IL PRESIDENTE ARRESTATO – Le manette, al contrario di quanto emerso in un primo momento, sono scattate anche per Bruno Bova, originario di Ardore, attuale capogruppo di maggioranza e in passato sindaco del paese. E’ lui il presidente della Comunità montana “Aspromonte orientale” coinvolta nella vicenda. E’ stato eletto nel 2007, in sostituzione di Vincenzo Mollace, che aveva retto l’ente per 15 anni. 
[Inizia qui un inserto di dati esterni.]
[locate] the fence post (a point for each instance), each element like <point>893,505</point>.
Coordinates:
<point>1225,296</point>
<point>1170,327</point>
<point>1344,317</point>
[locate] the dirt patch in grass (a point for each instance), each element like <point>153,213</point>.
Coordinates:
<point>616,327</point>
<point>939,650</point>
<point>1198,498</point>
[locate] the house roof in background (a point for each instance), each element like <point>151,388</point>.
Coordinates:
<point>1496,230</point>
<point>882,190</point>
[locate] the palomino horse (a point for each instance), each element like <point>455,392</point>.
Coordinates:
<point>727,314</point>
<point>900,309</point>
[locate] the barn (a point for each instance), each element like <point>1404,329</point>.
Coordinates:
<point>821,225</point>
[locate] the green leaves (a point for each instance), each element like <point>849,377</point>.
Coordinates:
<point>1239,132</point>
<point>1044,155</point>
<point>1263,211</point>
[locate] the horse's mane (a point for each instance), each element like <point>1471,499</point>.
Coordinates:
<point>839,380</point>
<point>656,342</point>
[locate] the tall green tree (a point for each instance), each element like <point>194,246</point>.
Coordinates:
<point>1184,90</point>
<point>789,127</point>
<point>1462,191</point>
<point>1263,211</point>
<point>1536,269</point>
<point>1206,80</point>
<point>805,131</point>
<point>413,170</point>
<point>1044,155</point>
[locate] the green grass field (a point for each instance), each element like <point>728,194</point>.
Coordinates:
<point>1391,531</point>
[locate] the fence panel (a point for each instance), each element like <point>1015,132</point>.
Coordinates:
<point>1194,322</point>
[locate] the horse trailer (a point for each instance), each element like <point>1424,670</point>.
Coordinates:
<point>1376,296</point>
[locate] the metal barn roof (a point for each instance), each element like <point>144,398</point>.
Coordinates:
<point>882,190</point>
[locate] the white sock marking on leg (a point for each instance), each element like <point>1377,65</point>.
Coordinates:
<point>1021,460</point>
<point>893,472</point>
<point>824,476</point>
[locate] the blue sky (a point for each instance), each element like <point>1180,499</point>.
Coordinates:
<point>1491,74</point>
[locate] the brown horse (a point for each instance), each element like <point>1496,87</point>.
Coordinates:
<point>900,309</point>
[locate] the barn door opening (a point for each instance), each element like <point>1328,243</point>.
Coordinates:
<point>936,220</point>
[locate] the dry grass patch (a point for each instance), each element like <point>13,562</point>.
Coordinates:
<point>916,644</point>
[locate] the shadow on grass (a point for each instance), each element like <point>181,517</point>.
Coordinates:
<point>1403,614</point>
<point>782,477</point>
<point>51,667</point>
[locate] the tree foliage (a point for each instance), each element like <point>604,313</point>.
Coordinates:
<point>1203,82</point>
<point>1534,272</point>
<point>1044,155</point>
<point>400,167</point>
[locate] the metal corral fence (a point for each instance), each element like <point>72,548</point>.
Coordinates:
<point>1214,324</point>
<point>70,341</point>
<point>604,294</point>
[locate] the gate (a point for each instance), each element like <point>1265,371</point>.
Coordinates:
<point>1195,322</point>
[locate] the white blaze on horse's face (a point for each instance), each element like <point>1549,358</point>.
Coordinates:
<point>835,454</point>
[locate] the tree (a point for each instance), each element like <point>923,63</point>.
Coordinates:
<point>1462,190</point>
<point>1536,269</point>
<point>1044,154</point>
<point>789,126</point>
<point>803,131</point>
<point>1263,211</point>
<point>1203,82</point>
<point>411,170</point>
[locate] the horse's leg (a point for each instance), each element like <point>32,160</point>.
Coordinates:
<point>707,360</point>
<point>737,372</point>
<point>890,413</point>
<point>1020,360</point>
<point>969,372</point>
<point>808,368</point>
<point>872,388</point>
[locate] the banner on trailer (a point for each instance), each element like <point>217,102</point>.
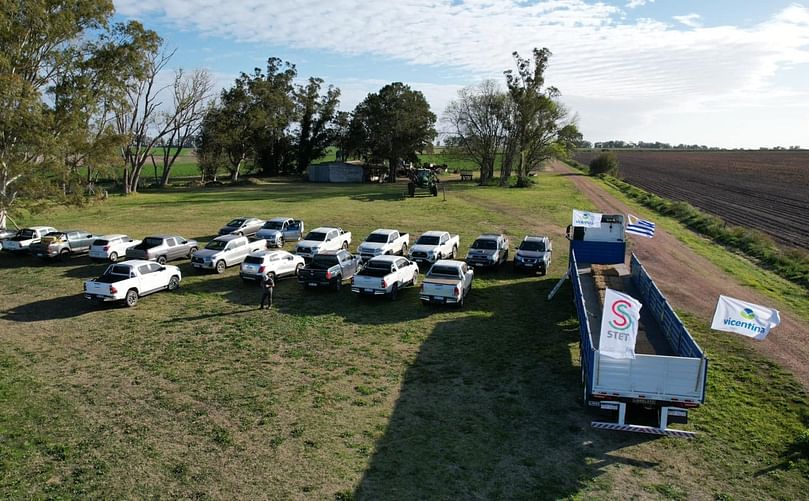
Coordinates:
<point>619,325</point>
<point>586,219</point>
<point>747,319</point>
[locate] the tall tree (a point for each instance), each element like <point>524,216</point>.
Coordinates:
<point>316,114</point>
<point>394,125</point>
<point>190,95</point>
<point>478,120</point>
<point>52,78</point>
<point>538,126</point>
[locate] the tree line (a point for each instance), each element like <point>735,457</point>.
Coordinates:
<point>82,98</point>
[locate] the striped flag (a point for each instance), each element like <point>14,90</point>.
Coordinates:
<point>640,227</point>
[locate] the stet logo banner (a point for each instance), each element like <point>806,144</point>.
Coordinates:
<point>747,319</point>
<point>586,219</point>
<point>619,325</point>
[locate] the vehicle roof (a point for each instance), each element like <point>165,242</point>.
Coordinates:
<point>449,262</point>
<point>385,259</point>
<point>227,238</point>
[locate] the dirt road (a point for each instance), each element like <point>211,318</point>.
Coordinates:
<point>693,284</point>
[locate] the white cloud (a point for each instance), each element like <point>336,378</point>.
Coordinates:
<point>691,20</point>
<point>600,57</point>
<point>637,3</point>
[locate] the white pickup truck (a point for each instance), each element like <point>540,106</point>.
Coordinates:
<point>434,245</point>
<point>447,282</point>
<point>21,242</point>
<point>385,275</point>
<point>383,241</point>
<point>323,239</point>
<point>129,280</point>
<point>225,251</point>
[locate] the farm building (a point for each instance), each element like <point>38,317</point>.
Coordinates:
<point>336,172</point>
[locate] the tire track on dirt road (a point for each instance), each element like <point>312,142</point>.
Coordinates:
<point>692,283</point>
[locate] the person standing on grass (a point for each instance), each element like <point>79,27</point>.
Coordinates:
<point>267,285</point>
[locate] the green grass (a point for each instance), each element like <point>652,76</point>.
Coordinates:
<point>198,394</point>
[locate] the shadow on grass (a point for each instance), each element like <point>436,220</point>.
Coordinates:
<point>71,306</point>
<point>495,415</point>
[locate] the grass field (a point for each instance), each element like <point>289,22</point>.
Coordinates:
<point>198,394</point>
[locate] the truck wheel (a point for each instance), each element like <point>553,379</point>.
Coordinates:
<point>131,298</point>
<point>174,283</point>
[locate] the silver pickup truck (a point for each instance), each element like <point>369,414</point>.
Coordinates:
<point>162,248</point>
<point>62,244</point>
<point>225,251</point>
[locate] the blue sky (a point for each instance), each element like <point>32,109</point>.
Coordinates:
<point>724,73</point>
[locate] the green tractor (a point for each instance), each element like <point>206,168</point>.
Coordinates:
<point>424,179</point>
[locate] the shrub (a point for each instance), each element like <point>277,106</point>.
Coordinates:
<point>605,163</point>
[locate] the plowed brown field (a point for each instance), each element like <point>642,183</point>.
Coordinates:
<point>765,190</point>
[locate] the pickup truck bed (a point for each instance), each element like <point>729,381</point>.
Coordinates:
<point>650,340</point>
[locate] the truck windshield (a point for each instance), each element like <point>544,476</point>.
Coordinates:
<point>426,240</point>
<point>533,246</point>
<point>216,245</point>
<point>443,271</point>
<point>484,244</point>
<point>324,262</point>
<point>377,238</point>
<point>316,235</point>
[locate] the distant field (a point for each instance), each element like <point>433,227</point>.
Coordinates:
<point>197,394</point>
<point>765,190</point>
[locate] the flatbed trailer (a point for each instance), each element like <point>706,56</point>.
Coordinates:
<point>669,371</point>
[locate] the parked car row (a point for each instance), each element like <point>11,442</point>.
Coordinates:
<point>385,262</point>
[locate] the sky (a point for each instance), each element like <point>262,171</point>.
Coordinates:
<point>726,73</point>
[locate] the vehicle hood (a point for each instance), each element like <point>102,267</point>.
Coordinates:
<point>482,252</point>
<point>268,234</point>
<point>310,243</point>
<point>371,246</point>
<point>209,253</point>
<point>532,254</point>
<point>423,248</point>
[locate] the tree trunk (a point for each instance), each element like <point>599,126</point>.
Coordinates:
<point>393,163</point>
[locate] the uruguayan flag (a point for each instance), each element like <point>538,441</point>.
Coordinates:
<point>640,227</point>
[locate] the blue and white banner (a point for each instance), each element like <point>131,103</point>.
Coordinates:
<point>640,227</point>
<point>619,325</point>
<point>586,219</point>
<point>747,319</point>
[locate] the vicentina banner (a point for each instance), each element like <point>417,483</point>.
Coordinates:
<point>747,319</point>
<point>619,325</point>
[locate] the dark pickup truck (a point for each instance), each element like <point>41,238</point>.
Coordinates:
<point>62,244</point>
<point>329,269</point>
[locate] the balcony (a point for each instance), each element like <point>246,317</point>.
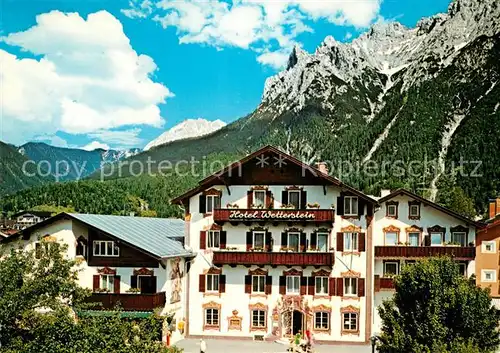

DAL “LOCALE” ALLA “CORONA” – L’operazione, denominata “Saggezza”, secondo gli investigatori, ha consentito di documentare gli organigrammi e le presunte attività illecite della ‘ndrangheta, accertando, l’esistenza e l’operatività di cinque «locali» ad Antonimina (famiglia Romano), Ardore (famiglia Varacalli), Canolo (famiglia Raso), Ciminà (famiglia Nesci) e Cirella di Platì (famiglia Fabiano), e individuandone i vertici.   Gli investigatori avrebbero anche individuato gli interessi economici e societari riferibili agli indagati, ed in particolare le attività economiche attraverso le quali avrebbero conseguito i profitti illeciti, accertando anche ipotesi di condizionamento degli appalti pubblici. Le famiglie, secondo l’accusa, avevano la gestione ed il controllo diretto ed indiretto di attività economiche anche nel taglio boschivo in località aspromontane, oltre ad un circuito di usura ed esercizio abusivo dell’attività di credito. 

E per la prima volta, gli investigatori hanno indivduato una nuova struttura di potere della ‘ndrangheta. Si tratta della “corona”, un livello intermedio tra il “locale” che gestisce un territorio limitato e un “mandamento”.